We then borrowed from Nancy the Salbuterol, penicillin, magnesium, paracetamol, azithromycin, and tetracycline eye ointment to do our rural clinic. It was very useful, we used some of each of them. We made a few "to go" bags for ourselves in order to be prepared for upcoming clinics in Hebron and Launapakil. The following morning I brought the medications back to her, including the salbuterol inhalers and pills that she had requested, and thanked her very much for her help. She appreciated the help with taking care of the people in need. She gave me a beautiful woven purse and a few green beans from her garden. I tried not to take the green beans, I suggested she give them to the villagers, but she said she had been and that she was very proud of her "hurricane beans", the first ones to grow after the cyclone. They were the best I have ever had! Very sweet!! While I was returning the medications, we were transferring supplies from Lil' Explorers to Chez Nous so that LEX would be ready to load up in Lenakel. A bag of rice dropped into the ocean in transfer. We brought that bag in to Nancy as a gift. It wasn't too wet, but we told her what had happened and suggested it get eaten today, shared amongst the village. Her niece told me that everyone had rice and meat for dinner the night before and were so thankful for it!!! She asked how to cook the split peas and we reviewed to boil them for 45 minutes and not add salt to the water until after it was cooked. She said the mothers in town were asking and that she would spread the word. I told her they had vitamins and fiber for them and could add flavor to the rice.
So, in summary, Port Resolution is relatively well stocked, has a nice building, has a volunteer staff 2 days per week, and the population appears to be generally healthy. They get fresh water that they pump up from a spring. They are rebuilding houses, no deaths or significant injuries in the village during the cyclone, some people weathered the cyclone in the brick school and/or church.

Interesting story, Stanley, the local man who "looks after the village" has 3 girls ages 6, 3.5, and 3 months. He was with family in a thatch house. It was beginning to blow down, so he made the call that they needed to go to a solid building. They had to run across a field to get there. He wrapped his 3 month old in his jacket to protect her from debris and as he ran it was chaos, so he tripped and fell. But he covered and protected her, after the debris blew by, he got up and finished his run to the other shelter. There they were OK, but very scared.
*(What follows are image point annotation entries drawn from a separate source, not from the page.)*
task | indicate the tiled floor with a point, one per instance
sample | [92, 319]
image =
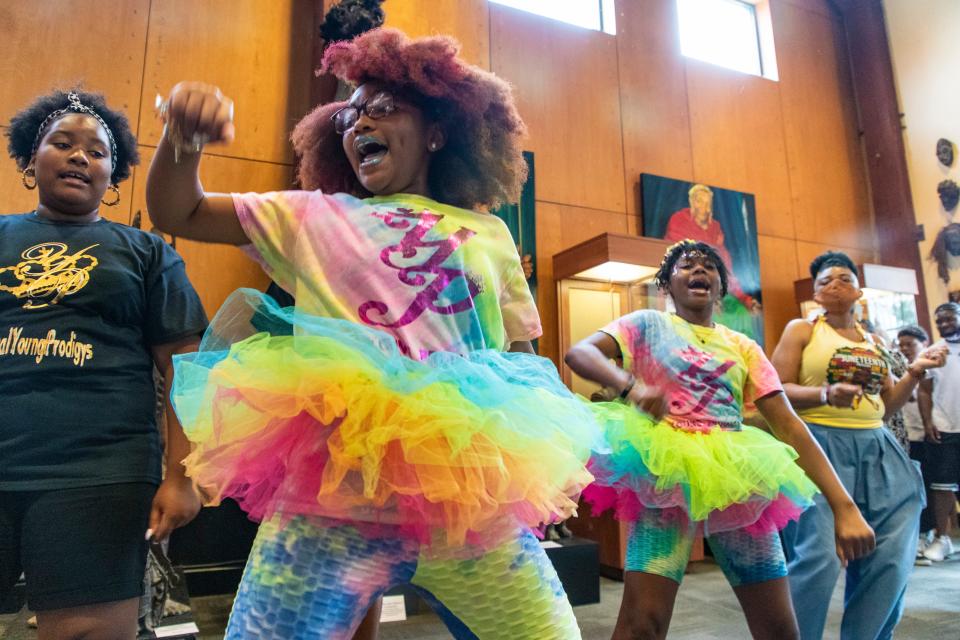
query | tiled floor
[706, 610]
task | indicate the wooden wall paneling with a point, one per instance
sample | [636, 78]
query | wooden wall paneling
[737, 132]
[567, 89]
[807, 251]
[778, 271]
[830, 200]
[653, 95]
[466, 20]
[560, 227]
[216, 270]
[61, 43]
[883, 140]
[258, 53]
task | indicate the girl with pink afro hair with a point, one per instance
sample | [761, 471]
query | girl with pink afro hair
[394, 426]
[481, 164]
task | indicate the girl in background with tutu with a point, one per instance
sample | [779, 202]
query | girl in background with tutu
[683, 460]
[379, 428]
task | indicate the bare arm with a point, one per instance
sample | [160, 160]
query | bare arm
[786, 360]
[176, 502]
[523, 346]
[176, 201]
[854, 537]
[895, 395]
[592, 357]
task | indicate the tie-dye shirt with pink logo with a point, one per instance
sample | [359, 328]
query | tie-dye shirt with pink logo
[707, 374]
[436, 277]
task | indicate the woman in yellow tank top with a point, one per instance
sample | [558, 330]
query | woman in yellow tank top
[839, 383]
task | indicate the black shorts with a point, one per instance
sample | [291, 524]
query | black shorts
[76, 546]
[943, 460]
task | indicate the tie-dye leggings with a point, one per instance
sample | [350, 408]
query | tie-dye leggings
[662, 546]
[306, 579]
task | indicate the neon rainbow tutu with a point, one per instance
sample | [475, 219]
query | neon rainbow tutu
[300, 414]
[726, 479]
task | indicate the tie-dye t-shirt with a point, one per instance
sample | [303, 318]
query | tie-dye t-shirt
[707, 374]
[436, 277]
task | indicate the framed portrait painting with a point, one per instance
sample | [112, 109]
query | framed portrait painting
[677, 210]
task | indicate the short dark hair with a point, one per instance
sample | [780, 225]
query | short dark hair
[914, 332]
[831, 259]
[675, 251]
[25, 125]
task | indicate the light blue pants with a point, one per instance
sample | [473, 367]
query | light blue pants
[889, 492]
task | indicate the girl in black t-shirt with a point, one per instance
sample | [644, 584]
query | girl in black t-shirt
[87, 308]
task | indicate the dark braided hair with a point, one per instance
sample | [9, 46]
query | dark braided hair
[831, 259]
[948, 306]
[914, 332]
[677, 250]
[25, 124]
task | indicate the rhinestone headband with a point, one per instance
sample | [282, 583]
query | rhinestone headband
[75, 106]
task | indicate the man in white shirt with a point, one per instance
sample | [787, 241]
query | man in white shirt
[911, 340]
[939, 401]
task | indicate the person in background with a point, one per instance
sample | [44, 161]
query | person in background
[838, 380]
[911, 340]
[88, 307]
[394, 426]
[681, 458]
[939, 400]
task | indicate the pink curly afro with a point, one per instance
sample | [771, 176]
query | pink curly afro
[481, 164]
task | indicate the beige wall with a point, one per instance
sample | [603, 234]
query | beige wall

Another story, the girl on the beach today who asked us to go to Lavis for medical help said she was in a cave for it. Someone came and told them it was unsafe in the cave, they had to go. They went up to a house. The house blew down and she and her mom were sooo scared and screaming and panicked! They ran back to the cave and were OK there for the rest of it. It sounds like as structures were lost, there was a lot of relocating, chaos, and panic.
5 people died in Tanna I was told. 2 of them in a brick school house when the front wall blew in on them. I wonder if this was the school house where we did our clinic in White Sands. The ocean side wall was blown down. It fits the description.